This guide walks you through building your first machine learning project: predicting house prices using linear regression in Python. We’ll cover setup on Ubuntu, code walkthrough, and detailed explanations.
Ubuntu Setup
-
Install Python, pip, and venv
sudo apt update sudo apt install python3 python3-pip python3-venv -y
-
Create a project folder and virtual environment
mkdir house-price-predictor cd house-price-predictor python3 -m venv .venv source .venv/bin/activate
-
Install required Python packages
pip install pandas scikit-learn matplotlib jupyter
-
Launch Jupyter Notebook
jupyter notebook
This will open a browser window where you can create a new notebook to write and run Python code interactively.
Step 1: Prepare the Dataset
Create a notebook cell and add:
import pandas as pd
# Sample housing dataset
data = {
'Size (sqft)': [1500, 1600, 1700, 1800, 2000],
'Bedrooms': [3, 3, 3, 4, 4],
'Age (years)': [10, 5, 3, 20, 15],
'Price': [300000, 340000, 360000, 400000, 410000]
}
df = pd.DataFrame(data)
df
Explanation: We’re using Pandas to create a DataFrame — a table-like data structure — from a Python dictionary. Each row represents one house, and each column represents a property (feature) of the house. This is your training data — the data that the machine learning model will learn from.
Step 2: Train the Model
from sklearn.linear_model import LinearRegression
X = df[['Size (sqft)', 'Bedrooms', 'Age (years)']] # Features
y = df['Price'] # Target label
model = LinearRegression()
model.fit(X, y)
Explanation: This is where machine learning starts. We separate the features (inputs) and the target (output we want to predict). In this case, features are size, number of bedrooms, and age. The target is the price.
The model learns a mathematical formula that best maps these inputs to the output. This process is called “training” the model.
Step 3: Predict Price for a New House
new_house = pd.DataFrame([[1900, 4, 10]], columns=['Size (sqft)', 'Bedrooms', 'Age (years)'])
predicted_price = model.predict(new_house)
print(f"Predicted price: ${predicted_price[0]:,.2f}")
Explanation: Now that the model is trained, we can use it to predict the price of a new house. The input must be provided in the same format as the training data. The model uses its learned formula to estimate a price.
Step 4: Visualize (Optional)
import matplotlib.pyplot as plt
plt.scatter(df['Size (sqft)'], df['Price'], color='blue', label='Actual')
plt.xlabel('Size (sqft)')
plt.ylabel('Price')
plt.title('Size vs Price')
plt.legend()
plt.show()
Explanation: Visualization helps you see how data is distributed and how well your model might perform.
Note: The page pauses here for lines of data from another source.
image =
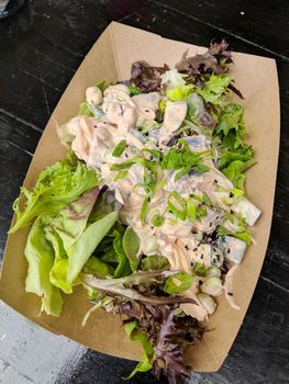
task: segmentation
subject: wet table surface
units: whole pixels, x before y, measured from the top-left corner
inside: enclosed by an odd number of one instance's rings
[[[169,38],[208,45],[225,37],[234,50],[277,61],[281,140],[274,219],[248,313],[218,373],[189,383],[289,383],[289,2],[27,1],[0,20],[0,248],[42,131],[92,44],[112,21]],[[258,127],[262,129],[262,127]],[[262,188],[262,185],[260,185]],[[0,305],[0,383],[122,383],[133,362],[56,337]],[[165,380],[163,381],[166,382]],[[131,383],[156,383],[151,374]]]

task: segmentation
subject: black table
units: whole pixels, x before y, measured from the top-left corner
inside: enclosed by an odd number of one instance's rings
[[[31,0],[15,15],[1,20],[1,251],[12,202],[42,131],[85,55],[112,20],[198,45],[208,45],[212,37],[225,37],[234,50],[277,60],[281,142],[267,256],[247,316],[223,368],[215,374],[194,374],[190,382],[289,383],[289,2],[286,0]],[[56,383],[121,383],[121,376],[133,365],[87,350],[75,366],[58,375]],[[131,383],[148,384],[155,380],[145,374]]]

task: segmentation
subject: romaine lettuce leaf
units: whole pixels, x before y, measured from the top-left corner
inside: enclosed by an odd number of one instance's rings
[[[21,196],[15,200],[13,210],[18,219],[10,233],[30,225],[37,216],[42,219],[53,217],[98,183],[96,171],[89,170],[81,161],[66,159],[53,163],[40,173],[32,191],[21,189],[25,206],[21,210]]]
[[[58,287],[49,281],[54,250],[46,241],[41,218],[34,222],[30,230],[24,255],[29,262],[25,291],[42,297],[42,310],[47,315],[59,316],[63,298]]]
[[[116,222],[118,215],[119,212],[111,212],[107,216],[88,226],[78,240],[68,249],[68,283],[73,283],[78,276],[97,246]]]

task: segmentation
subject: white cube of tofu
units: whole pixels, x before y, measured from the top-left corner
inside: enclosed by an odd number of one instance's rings
[[[236,213],[241,213],[244,216],[245,222],[251,226],[256,223],[262,213],[262,211],[246,197],[242,197],[235,204],[233,204],[232,210]]]
[[[193,261],[200,262],[205,267],[211,267],[212,247],[209,244],[200,244],[197,248],[198,250],[193,251]]]
[[[247,245],[245,241],[233,236],[224,237],[224,257],[229,262],[240,264]]]

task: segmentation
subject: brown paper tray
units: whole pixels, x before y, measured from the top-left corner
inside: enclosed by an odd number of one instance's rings
[[[111,23],[85,58],[56,106],[31,162],[25,187],[32,188],[42,169],[65,156],[56,135],[56,122],[66,122],[78,113],[88,86],[101,79],[113,81],[129,78],[131,64],[137,59],[145,59],[152,65],[166,63],[173,67],[188,48],[191,55],[203,50],[194,45]],[[242,309],[232,309],[221,297],[216,313],[210,318],[209,327],[212,330],[188,353],[188,362],[196,371],[203,372],[216,371],[223,363],[254,293],[270,233],[277,174],[280,124],[275,60],[240,53],[234,53],[233,58],[236,87],[245,97],[242,104],[247,140],[254,146],[258,161],[246,173],[247,194],[263,214],[253,228],[256,244],[247,250],[234,279],[234,297]],[[141,349],[127,340],[119,316],[100,310],[91,316],[85,328],[81,327],[84,314],[90,307],[81,289],[66,295],[59,318],[38,317],[40,298],[24,291],[27,264],[23,250],[27,233],[29,229],[22,229],[8,238],[0,281],[1,300],[55,334],[65,335],[97,351],[137,360]]]

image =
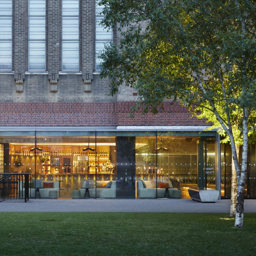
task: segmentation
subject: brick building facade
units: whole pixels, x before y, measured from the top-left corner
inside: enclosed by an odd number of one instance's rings
[[[87,190],[80,188],[90,178],[111,180],[116,187],[107,196],[90,190],[91,197],[163,197],[161,181],[171,181],[182,198],[200,184],[229,196],[229,184],[221,179],[230,177],[221,173],[219,136],[203,131],[206,120],[192,117],[177,102],[165,102],[156,115],[139,111],[132,119],[136,92],[123,87],[109,96],[96,56],[104,43],[118,40],[115,31],[99,25],[100,10],[92,0],[0,1],[0,172],[17,171],[21,155],[22,172],[30,170],[31,181],[64,181],[62,195],[68,198],[79,189],[85,196]],[[32,155],[32,146],[42,151]],[[44,156],[49,159],[42,162]],[[207,161],[212,169],[206,174]],[[172,169],[175,165],[180,167]],[[153,194],[139,192],[142,180],[152,181]],[[40,196],[36,188],[30,196]]]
Here, we use a scatter plot to show the relationship between house size and price.
Step 5: Evaluate the Model
from sklearn.metrics import mean_squared_error, r2_score
y_pred = model.predict(X)
mse = mean_squared_error(y, y_pred)
r2 = r2_score(y, y_pred)
print(f"MSE: {mse:.2f}")
print(f"R² Score: {r2:.2f}")
Explanation: Once you’ve trained and tested the model, it’s important to evaluate how well it’s doing:
- MSE (Mean Squared Error): Average of the squared differences between actual and predicted prices. Lower is better.
- R² Score: A value between 0 and 1 that indicates how well the model explains the data. Closer to 1 means better accuracy.
Summary
- You created a basic machine learning model using linear regression.
- You learned how to prepare a dataset, train a model, make predictions, visualize the data, and evaluate the model’s performance.
This is the foundation of many machine learning workflows. Understanding this will make it easier to tackle more advanced topics. Next up: try using a real-world dataset or move to classification problems like the Iris Flower Classifier.